Surlar Orijinal Malzemeleriyle Günümüze Ulaştı

Hyllarima’da kullanılan yapı malzemeleri de bölgenin özgünlüğünü yansıtan önemli detaylar arasında yer alıyor. Prof. Dr. Özer, sur inşasında kullanılan taşların, kentin inşa edildiği coğrafyaya göre çeşitlilik gösterdiğini aktardı:

“Kentin doğusunda mermer kaynaklarına yakın bölgelerde temel taşları mermerden yapılmış. Ancak mermer kaynaklarına uzak bölgelerde, doğrudan bulunduğu kayalık alandan kesilen taşlar tercih edilmiş. Bu teknik farklılıklar, kente özgü bir karakter kazandırıyor. Hatta taş ocağı olarak açılan alanlar zamanla yaşam alanı, işlik veya cadde olarak işlev kazanmış.”

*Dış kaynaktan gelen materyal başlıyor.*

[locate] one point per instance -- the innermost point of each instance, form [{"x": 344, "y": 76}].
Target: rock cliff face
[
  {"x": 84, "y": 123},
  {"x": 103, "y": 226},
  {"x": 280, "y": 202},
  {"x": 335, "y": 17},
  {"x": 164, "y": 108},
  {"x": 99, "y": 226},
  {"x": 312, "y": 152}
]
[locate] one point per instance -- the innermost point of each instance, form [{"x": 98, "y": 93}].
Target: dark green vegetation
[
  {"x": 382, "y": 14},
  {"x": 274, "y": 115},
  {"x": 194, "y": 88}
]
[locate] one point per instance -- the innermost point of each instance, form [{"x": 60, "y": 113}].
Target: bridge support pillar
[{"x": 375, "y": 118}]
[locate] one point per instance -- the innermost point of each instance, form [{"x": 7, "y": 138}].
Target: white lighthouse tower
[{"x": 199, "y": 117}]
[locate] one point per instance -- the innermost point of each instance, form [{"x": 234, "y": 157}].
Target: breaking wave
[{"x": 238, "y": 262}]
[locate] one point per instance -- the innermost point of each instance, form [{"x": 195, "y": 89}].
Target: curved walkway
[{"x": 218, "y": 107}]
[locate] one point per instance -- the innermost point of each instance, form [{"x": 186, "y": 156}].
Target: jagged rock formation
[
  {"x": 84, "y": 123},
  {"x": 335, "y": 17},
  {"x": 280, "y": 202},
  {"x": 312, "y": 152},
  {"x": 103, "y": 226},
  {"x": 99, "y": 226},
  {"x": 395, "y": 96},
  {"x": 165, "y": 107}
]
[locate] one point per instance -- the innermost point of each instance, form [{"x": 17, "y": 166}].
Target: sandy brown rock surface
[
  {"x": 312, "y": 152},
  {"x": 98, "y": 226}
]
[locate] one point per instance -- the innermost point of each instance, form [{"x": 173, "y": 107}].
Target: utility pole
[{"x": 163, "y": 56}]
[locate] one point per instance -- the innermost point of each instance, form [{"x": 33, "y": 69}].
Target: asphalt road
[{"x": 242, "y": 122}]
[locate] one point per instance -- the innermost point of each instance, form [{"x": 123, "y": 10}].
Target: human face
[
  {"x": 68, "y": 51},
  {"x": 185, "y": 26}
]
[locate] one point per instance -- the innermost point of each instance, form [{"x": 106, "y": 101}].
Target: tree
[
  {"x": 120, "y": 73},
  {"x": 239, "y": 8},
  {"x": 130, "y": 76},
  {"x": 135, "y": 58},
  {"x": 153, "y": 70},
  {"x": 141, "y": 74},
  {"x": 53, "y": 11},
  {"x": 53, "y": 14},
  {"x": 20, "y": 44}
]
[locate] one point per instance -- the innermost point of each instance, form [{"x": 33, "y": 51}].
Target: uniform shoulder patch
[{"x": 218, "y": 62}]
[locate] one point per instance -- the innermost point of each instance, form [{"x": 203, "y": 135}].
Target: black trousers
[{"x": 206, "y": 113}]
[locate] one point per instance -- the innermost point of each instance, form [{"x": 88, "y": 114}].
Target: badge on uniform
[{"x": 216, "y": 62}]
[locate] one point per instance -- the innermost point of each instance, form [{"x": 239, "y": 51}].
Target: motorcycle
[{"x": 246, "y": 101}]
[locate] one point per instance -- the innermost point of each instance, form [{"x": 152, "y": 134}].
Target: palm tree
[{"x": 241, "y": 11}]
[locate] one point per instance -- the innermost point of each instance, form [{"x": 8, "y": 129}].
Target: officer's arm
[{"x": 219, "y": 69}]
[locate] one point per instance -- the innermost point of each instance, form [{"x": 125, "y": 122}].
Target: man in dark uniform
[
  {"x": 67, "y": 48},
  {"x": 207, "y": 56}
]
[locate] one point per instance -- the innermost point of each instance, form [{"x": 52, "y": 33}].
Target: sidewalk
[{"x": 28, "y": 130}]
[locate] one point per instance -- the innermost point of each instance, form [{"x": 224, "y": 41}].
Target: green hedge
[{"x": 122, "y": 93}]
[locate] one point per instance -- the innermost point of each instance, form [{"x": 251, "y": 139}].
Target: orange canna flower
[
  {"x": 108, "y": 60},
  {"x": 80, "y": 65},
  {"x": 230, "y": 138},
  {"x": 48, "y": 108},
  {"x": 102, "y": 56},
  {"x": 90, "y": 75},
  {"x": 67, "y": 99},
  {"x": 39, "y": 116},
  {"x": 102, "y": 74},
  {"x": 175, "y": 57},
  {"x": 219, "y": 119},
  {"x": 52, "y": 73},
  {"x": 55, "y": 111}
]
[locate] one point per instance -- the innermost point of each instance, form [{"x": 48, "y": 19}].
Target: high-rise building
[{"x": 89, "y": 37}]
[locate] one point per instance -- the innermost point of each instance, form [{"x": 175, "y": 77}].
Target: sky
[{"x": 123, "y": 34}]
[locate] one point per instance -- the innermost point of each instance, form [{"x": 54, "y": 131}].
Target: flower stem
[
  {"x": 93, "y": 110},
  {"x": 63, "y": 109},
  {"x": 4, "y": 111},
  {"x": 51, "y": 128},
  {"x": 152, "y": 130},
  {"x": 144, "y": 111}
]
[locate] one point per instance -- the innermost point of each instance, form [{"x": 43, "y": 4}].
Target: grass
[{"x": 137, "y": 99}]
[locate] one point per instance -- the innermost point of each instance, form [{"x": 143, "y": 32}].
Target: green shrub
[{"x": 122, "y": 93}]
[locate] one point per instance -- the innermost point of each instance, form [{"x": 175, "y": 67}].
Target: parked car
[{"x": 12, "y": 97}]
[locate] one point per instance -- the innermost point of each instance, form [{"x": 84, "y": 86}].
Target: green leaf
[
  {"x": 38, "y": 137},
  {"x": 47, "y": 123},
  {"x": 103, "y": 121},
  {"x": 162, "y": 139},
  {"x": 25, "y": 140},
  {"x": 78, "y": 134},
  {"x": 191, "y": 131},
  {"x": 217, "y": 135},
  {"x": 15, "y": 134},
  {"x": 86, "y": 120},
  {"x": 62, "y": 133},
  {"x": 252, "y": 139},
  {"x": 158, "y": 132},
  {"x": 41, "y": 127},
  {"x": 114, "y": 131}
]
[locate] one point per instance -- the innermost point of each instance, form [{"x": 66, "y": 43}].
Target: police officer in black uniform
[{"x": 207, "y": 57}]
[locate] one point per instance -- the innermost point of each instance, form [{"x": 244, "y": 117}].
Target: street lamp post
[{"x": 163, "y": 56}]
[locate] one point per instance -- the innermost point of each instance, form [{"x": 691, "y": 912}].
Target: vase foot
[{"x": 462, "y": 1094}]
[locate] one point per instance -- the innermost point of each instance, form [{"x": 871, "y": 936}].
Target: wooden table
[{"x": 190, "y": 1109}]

Ziyaretçilerin Hayal Gücünü Besleyecek Bir Deneyim Planlanıyor

Antik kentteki restorasyon yaklaşımının, sadece yeniden inşa üzerine değil, aynı zamanda orijinal dokuyu korumaya yönelik olduğuna dikkat çeken Prof. Dr. Özer, bazı sur kalıntılarının restore edileceğini, bazı bölümlerin ise yıkılmış haliyle bırakılacağını belirtti. Amaçlarının, ziyaretçilere geçmişi hayal edebilecekleri bir atmosfer sunmak olduğunu vurguladı.

Hyllarima Antik Kenti'nin en dikkat çeken öğelerinden biri de, kazılmadan bile yüzeyde görülebilen özgün Helenistik ve Roma dönemi sokak hatları. Bu sokak dokusu, kentin tarihsel sürekliliğini ortaya koyarken, ziyaretçilere dönemin kent yaşamı hakkında benzersiz bir fikir sunuyor.